Even in the midst of such significant upgrades, there are some traditions that FlowerMart isn’t planning to forego any time soon. Among them, are the festival’s signature lemon peppermint sticks.
“It’s become such an icon associated with FlowerMart that has carried on throughout the years,” Lease says. “We certainly don’t want to eliminate that.”
Charm City’s classic sweet-and-sour treat—a simple concoction that uses a peppermint stick as an edible straw to suck up lemon juice—is a summertime staple that dates back to when the Women’s Civic League began hosting the festival in 1911.
“What’s kind of neat about it is that combination of taste and smell,” Lease says. “It’s fun to watch people’s facial expressions—especially the kids. Because when they experience the sweetness of the peppermint sticks meeting that sour taste of the lemon and they’re like, ‘Oh my goodness. What is that?’”
Though there are many theories that speculate how the novelty came to be, local lore has it that lemon sticks were first introduced as a way to cool down during summer social gatherings in early 20th-century France.
“Another story I’ve heard is that someone saw it during a visit to New Orleans,” Lease adds. “In some ways, what’s so great about it is it’s a mystery to its exact origin and how it got to FlowerMart and the Baltimore area.”
The tradition has stuck throughout the years, but Lease admits that it took the festival some trial and error to get it right. At one point, FlowerMart used thin, candy cane-style sticks before discovering the thick peppermint pieces that it features currently.
“They must have tried various brands of peppermint sticks over the years to determine what was the best one,” she says, mentioning that the festival now buys its peppermint sticks from a vendor in Baltimore County and typically sells upwards of 2,000 per year. “You need a stick that has some open passages in order for that lemon juice to be sucked up into the candy.”
This weekend, the treats will be sold for $3 each (or two for $5) at the festival’s lemon stick stand on the corner of North Charles Street and Mount Vernon Place in front of the Peabody Institute.
Aside from the beloved snack, other highlights to look forward to include the annual Grand Hat contest, the FlowerMart dog show, live entertainment for all ages (think a Rod Stewart impersonator and Motown tribute band), a kid’s area with Mother’s Day crafts, an expanded food tent with a raw bar and Union Craft beers, and, of course, a plethora of colorful flowers and crafts for sale by more than 100 vendors.

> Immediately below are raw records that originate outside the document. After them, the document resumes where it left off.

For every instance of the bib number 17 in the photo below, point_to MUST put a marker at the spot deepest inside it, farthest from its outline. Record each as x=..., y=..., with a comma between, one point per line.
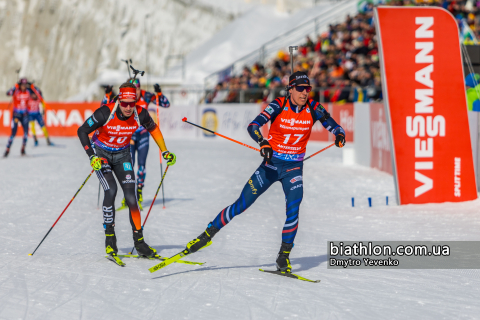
x=287, y=137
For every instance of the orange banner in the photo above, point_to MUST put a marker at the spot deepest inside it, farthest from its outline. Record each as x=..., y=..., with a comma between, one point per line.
x=423, y=82
x=61, y=118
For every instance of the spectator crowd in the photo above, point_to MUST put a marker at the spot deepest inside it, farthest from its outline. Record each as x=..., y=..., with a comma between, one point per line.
x=342, y=63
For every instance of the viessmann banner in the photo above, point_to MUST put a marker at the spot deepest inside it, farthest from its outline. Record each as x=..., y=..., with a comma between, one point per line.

Lease says that she enjoys hearing feedback from visitors who are nostalgic about the event, and look forward to strolling around the neighborhood with a lemon stick in hand each year.
“It just seems to be a memory,” she says. “Whenever I’ve talked with people throughout the year, the lemon peppermint stick is one of the number one things they say. It’s this wonderful combination of taste and tradition.”